Consumer prices could come under pressure because goods imported from outside Europe become more expensive in euro terms.

The euro’s decline reflects the harsh verdict of investors on the Greek debt crisis and the monetary union’s inability to insure that its members adhere to basic principles of fiscal prudence.

“It’s more of a euro weakness than a dollar strength,” said Ulf Schneider, chief executive of Germany based Fresenius. “The whole world is watching, and there is some doubt about the euro.”

Over the next year or so, analysts say, the euro is likely to continue declining as US growth accelerates more quickly than Europe’s.

And the dollar may get an extra push from the Federal Reserve, which is expected to raise official interest rates faster than the European Central Bank will.

Along with brisker US growth, higher interest rates will make it more attractive for investors to own dollar assets.

“The ECB isn’t expected to raise rates until next year and then move slowly,” said Antje Praefcke, a senior foreign exchange strategist at Commerzbank in Frankfurt, who predicts the euro will fall to $1.20 by the end of the year.

These days, though, what may matter most to businesses is not the absolute value of the euro but its stability.

Above all, European business leaders hope the euro will avoid any sudden moves.

The last two years have been a roller-coaster ride.

After climbing fairly steadily for more than two years, the euro peaked near $1.60 in July 2008.

But amid the financial crisis, the euro – and most other major currencies – suffered a series of violent swings.

“More important than the absolute level is the amount of volatility you see and how fast these swings are happening,” Schneider of Fresenius said.

Big moves by the dollar, euro and yen also sent shock waves through less widely circulated currencies in eastern Europe or Asia.

The volatility was expensive for exporters like Volkswagen, which suffered $1.65 billion in costs associated with exchange-rate fluctuations.

Companies have made strenuous efforts in the last decade to insulate themselves from currency shocks.

It is routine even for smaller companies to hedge on financial markets, insuring themselves against future exchange rate movements.

But for many companies, currency swings are fairly far down on the list of things that keep their managers up at night.

“We don’t see the currency situation as anything very dramatic,” said Stefan Ingildsen of William Demant Holding Group in Denmark.
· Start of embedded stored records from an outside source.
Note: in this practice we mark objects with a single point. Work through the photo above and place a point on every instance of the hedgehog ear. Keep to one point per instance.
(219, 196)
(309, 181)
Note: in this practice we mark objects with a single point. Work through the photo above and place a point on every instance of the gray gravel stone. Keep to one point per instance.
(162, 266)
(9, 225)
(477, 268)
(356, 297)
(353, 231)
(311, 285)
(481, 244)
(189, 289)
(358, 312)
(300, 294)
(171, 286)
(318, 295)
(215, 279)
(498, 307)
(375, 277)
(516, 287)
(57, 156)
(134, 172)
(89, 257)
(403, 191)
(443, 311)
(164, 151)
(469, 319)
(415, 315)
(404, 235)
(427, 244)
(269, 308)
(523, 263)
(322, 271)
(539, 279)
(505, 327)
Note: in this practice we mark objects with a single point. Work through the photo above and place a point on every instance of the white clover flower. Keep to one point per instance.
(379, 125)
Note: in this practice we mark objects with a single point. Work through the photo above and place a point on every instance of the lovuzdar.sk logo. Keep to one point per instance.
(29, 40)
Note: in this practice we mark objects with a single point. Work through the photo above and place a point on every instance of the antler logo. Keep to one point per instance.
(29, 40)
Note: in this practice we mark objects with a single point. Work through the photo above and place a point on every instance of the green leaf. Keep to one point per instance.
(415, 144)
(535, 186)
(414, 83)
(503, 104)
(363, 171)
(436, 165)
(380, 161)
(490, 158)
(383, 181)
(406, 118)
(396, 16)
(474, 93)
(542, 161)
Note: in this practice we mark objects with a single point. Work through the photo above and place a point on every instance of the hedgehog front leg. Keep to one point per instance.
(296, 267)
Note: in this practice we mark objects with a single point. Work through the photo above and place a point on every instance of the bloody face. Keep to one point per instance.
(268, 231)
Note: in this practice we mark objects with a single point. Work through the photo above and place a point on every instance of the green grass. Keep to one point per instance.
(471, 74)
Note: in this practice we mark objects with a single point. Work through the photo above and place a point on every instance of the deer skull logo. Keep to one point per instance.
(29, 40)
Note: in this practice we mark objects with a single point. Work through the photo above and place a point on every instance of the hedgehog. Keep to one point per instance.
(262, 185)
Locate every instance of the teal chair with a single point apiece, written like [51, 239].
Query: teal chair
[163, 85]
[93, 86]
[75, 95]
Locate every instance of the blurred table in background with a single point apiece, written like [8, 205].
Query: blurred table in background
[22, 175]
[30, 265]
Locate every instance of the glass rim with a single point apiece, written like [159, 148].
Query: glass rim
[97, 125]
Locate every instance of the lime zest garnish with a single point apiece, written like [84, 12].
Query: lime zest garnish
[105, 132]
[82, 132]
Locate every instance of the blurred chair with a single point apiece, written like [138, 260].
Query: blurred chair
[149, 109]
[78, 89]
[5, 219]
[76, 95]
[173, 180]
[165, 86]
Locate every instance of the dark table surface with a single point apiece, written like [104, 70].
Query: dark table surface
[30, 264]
The country is not a member of the euro zone, but the Danish krone closely tracks the euro.

Ingildsen’s relaxed attitude might seem surprising considering that the company gets 35 per cent of its sales from the US and makes most of its products in Europe.

But the company buffers itself against dollar fluctuations by purchasing most of its components in China from suppliers that take payment in dollars, a form of so-called natural hedging.

Stronger dollar

As a result, the stronger dollar – which has also risen against the Danish krone – will add only 1 to 2 per cent to operating profit in 2010, Ingildsen said.

Even rising energy prices are not unambiguously bad for European companies.

Costly oil plays to Europe’s strengths in energy-saving technology.